Tom McCarthy is an actor. Three times in his life, he has turned his attention to directing and each time he has produced a gem.

First, The Station Agent’s study of eccentric small-town American life as seen through the eyes of Peter Dinklage’s dwarf. Then, The Visitor earned a well deserved supporting-actor Oscar nomination for Richard Jenkins, as a man who fought for a muslim immigrant to be able to stay in New York. Now, he has another fine actor delivering a delightfully refined and complex performance as a morally-challenged, but at heart, good man with difficulties.

Paul Giamatti’s pain and frustration at his failing business is palpable and it’s not hard to see why he bends the system to his own advantage in the circumstances. Leo might not get the treatment that he’s paying for, but he doesn’t realise – and he’s happy anyway. In a heart-warming and empathetic turn, Alex Shaffer’s Kyle is enjoying his life for the first time in years, as he gives hope to the school wrestling team and all those involved in it for the first time in years.

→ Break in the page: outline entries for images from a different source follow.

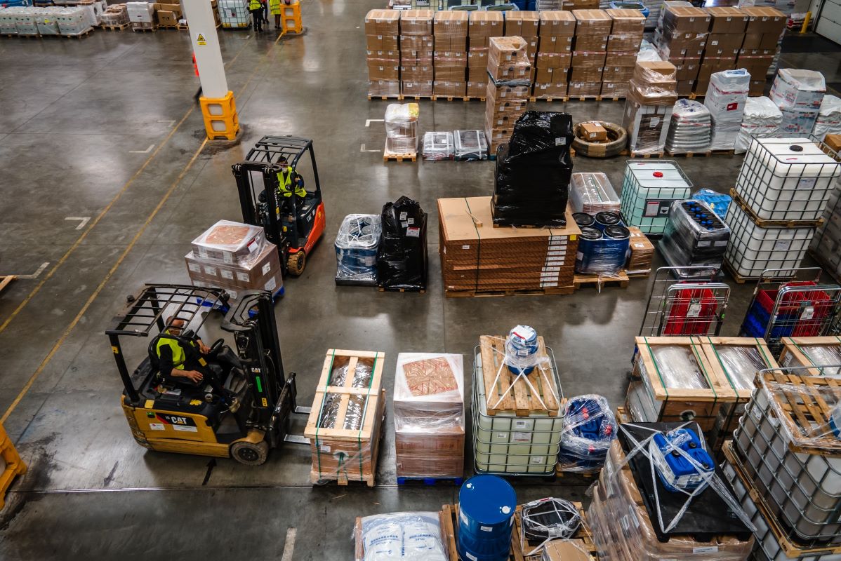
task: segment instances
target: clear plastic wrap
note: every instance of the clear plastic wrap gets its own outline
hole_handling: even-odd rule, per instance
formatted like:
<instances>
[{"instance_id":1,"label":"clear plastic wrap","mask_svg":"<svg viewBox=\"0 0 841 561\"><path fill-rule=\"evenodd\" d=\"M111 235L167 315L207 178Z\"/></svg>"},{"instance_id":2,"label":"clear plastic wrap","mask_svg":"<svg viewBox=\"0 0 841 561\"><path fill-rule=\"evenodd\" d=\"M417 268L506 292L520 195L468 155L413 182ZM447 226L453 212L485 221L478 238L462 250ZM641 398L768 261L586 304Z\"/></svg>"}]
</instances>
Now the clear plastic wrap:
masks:
<instances>
[{"instance_id":1,"label":"clear plastic wrap","mask_svg":"<svg viewBox=\"0 0 841 561\"><path fill-rule=\"evenodd\" d=\"M619 430L628 434L625 428L627 426L620 426ZM681 496L686 497L686 503L684 509L671 520L664 520L659 499L653 509L655 511L649 512L641 501L640 490L628 461L643 455L648 462L652 462L648 443L655 435L662 433L643 426L632 427L650 431L651 436L642 441L629 436L633 448L627 456L618 439L614 440L599 481L591 488L592 501L587 510L587 520L599 558L611 561L744 561L754 546L752 536L740 540L722 535L711 541L701 541L690 534L672 533L666 542L658 538L655 525L664 532L667 532L680 522L685 509L701 493L717 494L730 510L727 516L737 517L750 531L754 528L748 515L730 494L727 485L715 472L707 472L702 476L708 483L706 488L681 492ZM674 454L680 454L690 464L698 465L682 448L675 448Z\"/></svg>"},{"instance_id":2,"label":"clear plastic wrap","mask_svg":"<svg viewBox=\"0 0 841 561\"><path fill-rule=\"evenodd\" d=\"M336 282L377 284L377 248L382 224L378 214L348 214L336 235Z\"/></svg>"},{"instance_id":3,"label":"clear plastic wrap","mask_svg":"<svg viewBox=\"0 0 841 561\"><path fill-rule=\"evenodd\" d=\"M448 561L437 512L391 512L358 519L355 561Z\"/></svg>"},{"instance_id":4,"label":"clear plastic wrap","mask_svg":"<svg viewBox=\"0 0 841 561\"><path fill-rule=\"evenodd\" d=\"M679 99L672 110L666 149L675 154L706 152L710 148L712 118L701 102Z\"/></svg>"},{"instance_id":5,"label":"clear plastic wrap","mask_svg":"<svg viewBox=\"0 0 841 561\"><path fill-rule=\"evenodd\" d=\"M823 96L813 134L821 141L827 134L841 134L841 99L829 94Z\"/></svg>"},{"instance_id":6,"label":"clear plastic wrap","mask_svg":"<svg viewBox=\"0 0 841 561\"><path fill-rule=\"evenodd\" d=\"M563 407L563 428L558 464L561 471L595 473L601 469L618 425L607 400L587 394Z\"/></svg>"},{"instance_id":7,"label":"clear plastic wrap","mask_svg":"<svg viewBox=\"0 0 841 561\"><path fill-rule=\"evenodd\" d=\"M424 133L423 159L432 161L452 160L455 155L452 133L449 131Z\"/></svg>"},{"instance_id":8,"label":"clear plastic wrap","mask_svg":"<svg viewBox=\"0 0 841 561\"><path fill-rule=\"evenodd\" d=\"M455 143L456 160L473 161L488 159L488 141L481 130L455 130L452 132Z\"/></svg>"},{"instance_id":9,"label":"clear plastic wrap","mask_svg":"<svg viewBox=\"0 0 841 561\"><path fill-rule=\"evenodd\" d=\"M574 212L619 212L619 196L603 173L574 173L569 183L569 200Z\"/></svg>"},{"instance_id":10,"label":"clear plastic wrap","mask_svg":"<svg viewBox=\"0 0 841 561\"><path fill-rule=\"evenodd\" d=\"M417 103L389 103L385 108L385 149L392 154L410 154L418 149Z\"/></svg>"},{"instance_id":11,"label":"clear plastic wrap","mask_svg":"<svg viewBox=\"0 0 841 561\"><path fill-rule=\"evenodd\" d=\"M201 260L248 266L267 243L260 226L220 220L193 239L192 244L193 254Z\"/></svg>"},{"instance_id":12,"label":"clear plastic wrap","mask_svg":"<svg viewBox=\"0 0 841 561\"><path fill-rule=\"evenodd\" d=\"M754 136L776 134L783 122L783 114L770 97L748 97L744 104L744 116L736 137L736 154L743 154Z\"/></svg>"},{"instance_id":13,"label":"clear plastic wrap","mask_svg":"<svg viewBox=\"0 0 841 561\"><path fill-rule=\"evenodd\" d=\"M377 286L385 290L426 289L426 213L407 197L383 206L377 250Z\"/></svg>"},{"instance_id":14,"label":"clear plastic wrap","mask_svg":"<svg viewBox=\"0 0 841 561\"><path fill-rule=\"evenodd\" d=\"M801 452L841 454L841 385L837 378L775 372L783 371L761 374L762 389L789 445Z\"/></svg>"},{"instance_id":15,"label":"clear plastic wrap","mask_svg":"<svg viewBox=\"0 0 841 561\"><path fill-rule=\"evenodd\" d=\"M672 267L721 269L730 228L706 202L674 201L660 241L660 253Z\"/></svg>"},{"instance_id":16,"label":"clear plastic wrap","mask_svg":"<svg viewBox=\"0 0 841 561\"><path fill-rule=\"evenodd\" d=\"M743 69L715 72L710 76L704 105L712 118L710 149L729 150L736 145L750 91L750 74Z\"/></svg>"}]
</instances>

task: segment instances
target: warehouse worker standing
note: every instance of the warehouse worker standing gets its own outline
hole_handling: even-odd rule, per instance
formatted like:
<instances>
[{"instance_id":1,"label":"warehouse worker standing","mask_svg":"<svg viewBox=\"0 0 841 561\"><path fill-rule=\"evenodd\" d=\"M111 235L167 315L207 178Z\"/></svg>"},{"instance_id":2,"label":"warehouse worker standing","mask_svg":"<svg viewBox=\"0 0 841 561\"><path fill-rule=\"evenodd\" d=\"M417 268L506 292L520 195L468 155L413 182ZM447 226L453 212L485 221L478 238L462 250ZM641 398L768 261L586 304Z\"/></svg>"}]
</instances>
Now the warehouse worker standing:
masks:
<instances>
[{"instance_id":1,"label":"warehouse worker standing","mask_svg":"<svg viewBox=\"0 0 841 561\"><path fill-rule=\"evenodd\" d=\"M254 30L262 31L262 3L260 0L248 0L248 11L254 18Z\"/></svg>"}]
</instances>

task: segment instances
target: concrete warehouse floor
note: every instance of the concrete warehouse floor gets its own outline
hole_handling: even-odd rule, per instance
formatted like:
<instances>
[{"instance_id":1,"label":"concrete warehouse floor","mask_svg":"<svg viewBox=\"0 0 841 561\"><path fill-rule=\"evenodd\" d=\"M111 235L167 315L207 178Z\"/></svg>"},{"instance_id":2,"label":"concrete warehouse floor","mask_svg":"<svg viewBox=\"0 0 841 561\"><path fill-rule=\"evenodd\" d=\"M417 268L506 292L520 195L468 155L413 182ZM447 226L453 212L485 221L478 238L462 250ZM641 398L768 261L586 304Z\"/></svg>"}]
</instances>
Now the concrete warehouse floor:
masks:
<instances>
[{"instance_id":1,"label":"concrete warehouse floor","mask_svg":"<svg viewBox=\"0 0 841 561\"><path fill-rule=\"evenodd\" d=\"M390 421L373 490L313 488L303 447L275 450L258 468L214 467L207 458L146 451L131 438L104 329L142 283L187 282L190 241L218 219L241 218L230 165L263 134L315 139L327 209L323 242L276 307L300 403L311 401L329 348L385 351L390 395L399 352L461 353L469 377L479 336L518 322L554 348L566 395L621 403L646 280L601 293L444 298L436 199L489 194L493 165L383 165L380 152L367 151L383 146L383 123L366 119L382 118L386 102L365 97L361 26L383 3L308 0L306 34L280 41L273 31L220 31L243 128L233 144L203 143L186 33L0 40L0 274L34 275L0 297L0 412L29 464L0 512L0 559L270 559L284 547L294 548L284 559L349 559L355 516L456 499L453 487L396 487ZM783 60L841 81L837 53ZM623 103L537 107L621 122ZM422 130L483 124L479 102L425 101L420 111ZM680 160L696 186L722 192L740 162ZM622 158L574 163L621 185ZM336 287L331 245L341 218L378 212L403 194L430 212L427 292ZM725 335L738 333L752 290L732 286ZM585 487L575 483L518 483L518 498L580 500Z\"/></svg>"}]
</instances>

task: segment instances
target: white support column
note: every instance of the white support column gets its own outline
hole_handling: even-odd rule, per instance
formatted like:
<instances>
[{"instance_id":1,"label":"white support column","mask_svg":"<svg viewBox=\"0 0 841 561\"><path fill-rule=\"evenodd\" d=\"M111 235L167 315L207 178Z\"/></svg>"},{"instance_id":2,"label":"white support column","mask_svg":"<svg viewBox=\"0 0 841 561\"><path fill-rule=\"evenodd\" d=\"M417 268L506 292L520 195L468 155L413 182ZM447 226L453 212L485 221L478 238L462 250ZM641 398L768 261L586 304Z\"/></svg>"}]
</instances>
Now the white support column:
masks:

Bobby Cannavale – who had a great supporting turn in The Station Agent – is back with one of the best characters to grace independent American cinema for some time – naïve and simple, competitive, supportive, warm and above all funny. He steals a throwaway line from Kyle and turns it into what should rightfully become one of the catch-phrases of the year.

The writing and performances can’t be faulted, as you’d expect from a Tom McCarthy project, but it falls down in the narrative stakes. While the dialogue sparks and the characters jump off the screen, the way the plot unfurls is rather convenient and contrived (how lucky that a runaway kid who turns up on the doorstep of a lawyer-cum-school-wrestling-coach just happens to be a former Greco Roman wrestling champ?!) and doesn’t feel as realistic as the characters deserve.

And with a title like “Win Win,” you might expect an indy movie to throw in an ironic curve ball, but ultimately, without giving the end away, a win-win situation is indeed what arises, jeopardising the conflict in the drama.

Win Win is a worthy addition to McCarthy’s filmography, but while it’s the most enjoyable of the three, it’s the least mature narratively and while it might chime with the lives of more viewers than its predecessors, it probably has less to teach us.